As he rode the elevator back up to his office, Clark turned his attention to his other problem. Five days now with no return call.

Something was wrong.

There were plenty of reasons Kuznetsov might not be answering his phone. But only two of them concerned him. Someone had captured the bastard, or, hell, the arms dealer had double-crossed him.

Had Hurley’s men captured the Russian? His spy in the admiral’s office claimed they hadn’t located Kuznetsov, but someone else could have. Still, there could be a simpler reason behind the lack of return phone calls.

Kuznetsov was ignoring him.

The very traits for which Clark had hired the Russian—shrewdness, cunning, and ruthlessness were a concern now. What if the bastard had double-crossed him? Kuznetsov could set up a sale on the nanobots without Clark’s permission or knowledge. He could cut Clark out of the deal entirely.

He’d sent the Russian five vials of NNB26 with strict instructions to use all five vials in the well at Karaveht. Kuznetsov could have ignored that order and held a vial or two back. Clark had known this was a possibility, but it hadn’t mattered. Not back then.

Upon activation of the kill switch, the bots in the extra vials would become inert. They wouldn’t activate again without additional programming. Kuznetsov knew this. The Russian’s customers were every bit as ruthless and deadly as the arms dealer himself. Selling any of them an inert weapon was a death sentence. Kuznetsov wouldn’t be that stupid…would he?

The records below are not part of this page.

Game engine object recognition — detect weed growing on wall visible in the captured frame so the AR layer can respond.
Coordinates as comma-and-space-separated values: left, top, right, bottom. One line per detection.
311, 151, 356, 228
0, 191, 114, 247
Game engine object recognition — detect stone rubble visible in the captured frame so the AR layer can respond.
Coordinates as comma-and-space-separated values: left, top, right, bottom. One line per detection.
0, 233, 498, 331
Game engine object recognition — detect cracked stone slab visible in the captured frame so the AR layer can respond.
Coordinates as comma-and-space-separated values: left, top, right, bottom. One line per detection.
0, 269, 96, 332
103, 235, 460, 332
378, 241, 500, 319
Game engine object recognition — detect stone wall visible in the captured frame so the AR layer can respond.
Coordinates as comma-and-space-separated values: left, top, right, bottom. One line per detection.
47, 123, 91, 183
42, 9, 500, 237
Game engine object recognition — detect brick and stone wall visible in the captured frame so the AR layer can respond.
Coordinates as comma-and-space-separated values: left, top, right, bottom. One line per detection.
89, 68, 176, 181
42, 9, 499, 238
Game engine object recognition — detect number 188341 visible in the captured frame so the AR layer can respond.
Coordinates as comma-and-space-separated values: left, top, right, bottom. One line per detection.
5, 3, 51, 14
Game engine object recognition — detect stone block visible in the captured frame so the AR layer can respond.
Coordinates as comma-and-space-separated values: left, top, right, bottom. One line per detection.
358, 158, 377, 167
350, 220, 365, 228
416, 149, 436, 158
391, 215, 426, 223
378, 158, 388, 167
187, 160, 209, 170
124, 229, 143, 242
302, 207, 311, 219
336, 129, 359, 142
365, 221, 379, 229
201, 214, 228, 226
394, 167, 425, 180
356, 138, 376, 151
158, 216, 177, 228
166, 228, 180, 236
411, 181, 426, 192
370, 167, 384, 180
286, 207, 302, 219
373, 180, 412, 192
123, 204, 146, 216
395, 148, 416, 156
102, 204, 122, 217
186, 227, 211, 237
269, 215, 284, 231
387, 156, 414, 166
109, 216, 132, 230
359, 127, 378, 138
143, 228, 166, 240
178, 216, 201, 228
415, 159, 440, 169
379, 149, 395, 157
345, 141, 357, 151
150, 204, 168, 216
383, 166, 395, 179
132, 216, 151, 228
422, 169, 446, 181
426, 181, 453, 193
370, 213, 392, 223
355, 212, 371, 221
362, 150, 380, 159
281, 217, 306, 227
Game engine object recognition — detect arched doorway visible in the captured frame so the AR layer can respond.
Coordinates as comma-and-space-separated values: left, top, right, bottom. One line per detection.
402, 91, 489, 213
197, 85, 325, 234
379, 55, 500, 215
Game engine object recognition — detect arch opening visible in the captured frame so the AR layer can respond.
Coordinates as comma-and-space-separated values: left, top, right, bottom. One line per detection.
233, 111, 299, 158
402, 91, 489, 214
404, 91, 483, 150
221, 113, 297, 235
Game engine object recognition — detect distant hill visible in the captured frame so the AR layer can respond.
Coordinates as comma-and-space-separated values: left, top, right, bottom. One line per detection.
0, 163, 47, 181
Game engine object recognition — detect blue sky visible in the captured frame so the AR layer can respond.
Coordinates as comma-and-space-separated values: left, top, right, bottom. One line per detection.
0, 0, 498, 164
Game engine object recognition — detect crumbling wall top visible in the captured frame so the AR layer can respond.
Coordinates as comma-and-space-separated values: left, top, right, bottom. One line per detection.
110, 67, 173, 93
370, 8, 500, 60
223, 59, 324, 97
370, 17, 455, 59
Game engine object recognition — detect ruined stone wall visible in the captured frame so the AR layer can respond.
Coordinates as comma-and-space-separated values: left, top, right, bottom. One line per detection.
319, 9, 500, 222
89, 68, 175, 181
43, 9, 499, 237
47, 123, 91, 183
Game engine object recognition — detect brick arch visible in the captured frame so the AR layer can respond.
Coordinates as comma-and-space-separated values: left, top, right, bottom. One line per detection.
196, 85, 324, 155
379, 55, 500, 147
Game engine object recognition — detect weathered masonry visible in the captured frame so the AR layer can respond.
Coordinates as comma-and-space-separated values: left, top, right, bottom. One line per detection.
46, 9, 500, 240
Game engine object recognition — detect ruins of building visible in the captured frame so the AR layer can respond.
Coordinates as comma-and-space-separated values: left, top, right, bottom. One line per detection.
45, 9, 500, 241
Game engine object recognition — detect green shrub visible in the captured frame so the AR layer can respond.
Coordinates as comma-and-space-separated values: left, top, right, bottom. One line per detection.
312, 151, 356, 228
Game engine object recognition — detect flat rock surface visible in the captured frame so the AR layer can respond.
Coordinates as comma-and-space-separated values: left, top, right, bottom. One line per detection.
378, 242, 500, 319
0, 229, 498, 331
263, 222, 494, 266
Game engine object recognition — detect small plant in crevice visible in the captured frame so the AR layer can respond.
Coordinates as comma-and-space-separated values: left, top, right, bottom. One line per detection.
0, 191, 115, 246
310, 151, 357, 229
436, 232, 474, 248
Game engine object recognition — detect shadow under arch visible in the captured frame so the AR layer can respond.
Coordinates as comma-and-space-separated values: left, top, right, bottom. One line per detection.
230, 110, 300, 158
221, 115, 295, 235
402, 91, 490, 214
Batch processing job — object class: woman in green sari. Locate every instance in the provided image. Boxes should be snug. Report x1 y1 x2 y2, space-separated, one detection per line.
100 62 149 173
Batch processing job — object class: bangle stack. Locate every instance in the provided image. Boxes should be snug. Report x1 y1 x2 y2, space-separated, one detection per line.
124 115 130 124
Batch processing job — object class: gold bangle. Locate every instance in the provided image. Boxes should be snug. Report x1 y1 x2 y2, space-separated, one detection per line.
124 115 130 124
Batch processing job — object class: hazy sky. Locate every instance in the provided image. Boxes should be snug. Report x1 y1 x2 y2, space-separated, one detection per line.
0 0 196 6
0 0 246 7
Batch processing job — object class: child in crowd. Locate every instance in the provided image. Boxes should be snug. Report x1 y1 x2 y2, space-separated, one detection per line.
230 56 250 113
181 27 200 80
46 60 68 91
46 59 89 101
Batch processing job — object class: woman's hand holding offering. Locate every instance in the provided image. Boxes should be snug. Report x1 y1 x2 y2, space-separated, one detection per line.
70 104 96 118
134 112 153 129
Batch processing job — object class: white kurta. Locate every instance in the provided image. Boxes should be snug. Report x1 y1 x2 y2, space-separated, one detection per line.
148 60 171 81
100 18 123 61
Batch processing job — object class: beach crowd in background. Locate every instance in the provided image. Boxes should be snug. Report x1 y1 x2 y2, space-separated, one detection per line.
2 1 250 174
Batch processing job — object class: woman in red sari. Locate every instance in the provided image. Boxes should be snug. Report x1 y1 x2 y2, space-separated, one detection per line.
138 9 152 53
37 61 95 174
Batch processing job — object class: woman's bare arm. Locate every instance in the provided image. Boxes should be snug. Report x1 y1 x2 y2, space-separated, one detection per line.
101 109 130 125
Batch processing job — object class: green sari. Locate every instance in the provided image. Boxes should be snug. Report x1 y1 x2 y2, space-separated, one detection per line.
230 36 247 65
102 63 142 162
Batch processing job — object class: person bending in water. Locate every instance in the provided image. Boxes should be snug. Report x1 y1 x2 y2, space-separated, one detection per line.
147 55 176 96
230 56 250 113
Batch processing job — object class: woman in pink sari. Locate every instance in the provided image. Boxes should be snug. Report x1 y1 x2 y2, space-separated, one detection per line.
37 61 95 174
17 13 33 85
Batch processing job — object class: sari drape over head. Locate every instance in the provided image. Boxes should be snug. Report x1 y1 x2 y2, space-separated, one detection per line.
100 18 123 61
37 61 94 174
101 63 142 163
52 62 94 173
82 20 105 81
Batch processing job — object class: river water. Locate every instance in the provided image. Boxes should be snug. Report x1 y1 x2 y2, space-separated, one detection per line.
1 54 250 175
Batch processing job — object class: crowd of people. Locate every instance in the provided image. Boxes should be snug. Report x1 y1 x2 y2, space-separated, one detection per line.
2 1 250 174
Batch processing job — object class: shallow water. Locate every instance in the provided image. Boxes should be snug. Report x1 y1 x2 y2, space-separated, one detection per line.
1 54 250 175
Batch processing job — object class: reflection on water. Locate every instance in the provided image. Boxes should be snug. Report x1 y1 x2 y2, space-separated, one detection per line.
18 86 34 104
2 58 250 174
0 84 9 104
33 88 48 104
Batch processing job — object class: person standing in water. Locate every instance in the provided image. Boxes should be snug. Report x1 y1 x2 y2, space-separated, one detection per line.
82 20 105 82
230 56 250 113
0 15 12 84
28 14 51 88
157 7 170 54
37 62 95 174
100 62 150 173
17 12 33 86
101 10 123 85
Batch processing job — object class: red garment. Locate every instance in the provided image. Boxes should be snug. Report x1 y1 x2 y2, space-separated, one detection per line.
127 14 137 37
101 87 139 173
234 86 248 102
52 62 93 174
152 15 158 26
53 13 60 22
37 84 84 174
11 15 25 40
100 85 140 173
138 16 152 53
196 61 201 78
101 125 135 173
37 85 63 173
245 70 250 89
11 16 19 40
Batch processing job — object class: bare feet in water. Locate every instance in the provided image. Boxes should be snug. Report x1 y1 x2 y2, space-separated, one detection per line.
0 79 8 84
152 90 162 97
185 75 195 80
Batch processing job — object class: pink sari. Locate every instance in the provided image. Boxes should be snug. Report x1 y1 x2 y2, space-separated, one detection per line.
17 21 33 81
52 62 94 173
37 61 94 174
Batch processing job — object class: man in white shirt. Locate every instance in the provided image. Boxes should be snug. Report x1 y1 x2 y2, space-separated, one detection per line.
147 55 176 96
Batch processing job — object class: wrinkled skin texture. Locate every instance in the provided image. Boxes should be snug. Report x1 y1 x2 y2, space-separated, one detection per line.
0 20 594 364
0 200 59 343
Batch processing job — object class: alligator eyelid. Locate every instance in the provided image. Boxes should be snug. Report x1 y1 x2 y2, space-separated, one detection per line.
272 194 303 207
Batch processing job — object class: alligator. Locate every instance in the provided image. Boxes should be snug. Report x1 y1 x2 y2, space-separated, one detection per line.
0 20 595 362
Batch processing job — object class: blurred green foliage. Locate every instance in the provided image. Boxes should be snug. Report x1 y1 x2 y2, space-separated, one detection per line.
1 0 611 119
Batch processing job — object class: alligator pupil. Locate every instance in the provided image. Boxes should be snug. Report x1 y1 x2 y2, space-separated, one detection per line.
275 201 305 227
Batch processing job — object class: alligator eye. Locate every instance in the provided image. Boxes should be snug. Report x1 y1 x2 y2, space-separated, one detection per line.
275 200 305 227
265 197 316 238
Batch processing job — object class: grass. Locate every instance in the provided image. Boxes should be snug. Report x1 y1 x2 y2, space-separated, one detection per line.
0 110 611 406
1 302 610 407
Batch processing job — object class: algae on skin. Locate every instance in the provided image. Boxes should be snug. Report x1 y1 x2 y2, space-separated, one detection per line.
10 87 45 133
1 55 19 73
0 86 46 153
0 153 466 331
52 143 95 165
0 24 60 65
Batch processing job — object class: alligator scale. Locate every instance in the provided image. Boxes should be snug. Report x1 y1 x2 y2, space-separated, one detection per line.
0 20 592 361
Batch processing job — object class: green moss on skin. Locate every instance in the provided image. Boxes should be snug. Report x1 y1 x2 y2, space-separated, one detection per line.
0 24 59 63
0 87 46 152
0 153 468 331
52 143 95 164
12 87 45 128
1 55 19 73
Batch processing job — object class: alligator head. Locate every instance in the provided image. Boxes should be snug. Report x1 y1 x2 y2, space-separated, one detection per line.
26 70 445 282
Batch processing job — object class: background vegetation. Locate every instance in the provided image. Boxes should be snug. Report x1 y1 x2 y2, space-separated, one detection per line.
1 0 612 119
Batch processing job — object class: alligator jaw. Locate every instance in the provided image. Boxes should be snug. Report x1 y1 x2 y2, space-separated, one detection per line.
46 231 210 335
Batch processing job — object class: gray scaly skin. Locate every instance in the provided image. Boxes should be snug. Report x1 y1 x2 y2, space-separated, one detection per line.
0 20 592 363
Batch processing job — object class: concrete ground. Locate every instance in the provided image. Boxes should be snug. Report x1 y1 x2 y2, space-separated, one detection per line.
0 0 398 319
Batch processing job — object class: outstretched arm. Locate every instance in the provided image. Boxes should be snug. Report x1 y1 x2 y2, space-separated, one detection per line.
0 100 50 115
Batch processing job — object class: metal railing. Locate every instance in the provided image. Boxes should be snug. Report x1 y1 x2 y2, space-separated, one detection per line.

But if the Russian was that stupid, if he’d sold a vial or two of NNB26, and if those bots reactivated, well, then humanity was in trouble. The NNB26 prototype had been created to replicate themselves. With no kill switch, they’d just keep creating more and more of themselves. The more people they infected, the more building materials they’d have available. They’d just keep replicating themselves, infecting as they went, until they blanketed the entire world and killed every person on earth.